The original bill was sponsored last year by Sens. Joseph Lieberman, I-Conn., and Susan Collins, R-Maine. Lieberman is chairman of the Senate Homeland Security and Governmental Affairs Committee.
As for the new bill, "We're not trying to mandate any requirements for the entire Internet, the entire Internet backbone," Brandon Milhorn, Republican staff director and counsel for the committee, said at a Washington, D.C. conference. Rather, the idea is to impose government control only over those "crucial components that form our nation's critical infrastructure."
The full Senate didn’t act on last year’s bill. The new version says the federal government's decision as to which Internet or other computer systems are vital "shall not be subject to judicial review." The new bill also widens the definition of critical infrastructure to include "provider of information technology."
The bill isn’t the first proposal for the president to have an Internet "kill switch." A draft Senate proposal obtained by CNET in August 2009 allowed the White House to "declare a cyber security emergency." And Sens.

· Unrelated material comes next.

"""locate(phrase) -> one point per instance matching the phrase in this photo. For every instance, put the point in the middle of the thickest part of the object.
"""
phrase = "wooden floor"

Jay Rockefeller, D-W.V., and Olympia Snowe, R-Maine, proposed giving the government power to "order the disconnection" of certain networks or Web sites. House Democrats made similar proposals.
Civil libertarians and some industry representatives have expressed fears about giving the executive branch such broad emergency power. Meanwhile, some companies, including Microsoft, Verizon, and EMC, supported the bill’s initial version.
But the change in the bill last month that bans court reviews has worried some companies. "Judicial review is our main concern," Steve DelBianco, director of the NetChoice coalition, which includes eBay, Oracle, Verisign, and Yahoo, tells CBSNews.com. "A designation of critical information infrastructure brings with it huge obligations for upgrades and compliance."
An Internet kill switch could cause more problems than it solves, according to a new report by the London School of Economics and University of Oxford.
"We think that a largely military approach to cyber security is a mistake," says report co-author Ian Brown of the Oxford Internet Institute, according to PCWorld.com. "Most targets in the critical national infrastructure of communications, energy, finance, food, government, health, transport, and water are in the private sector."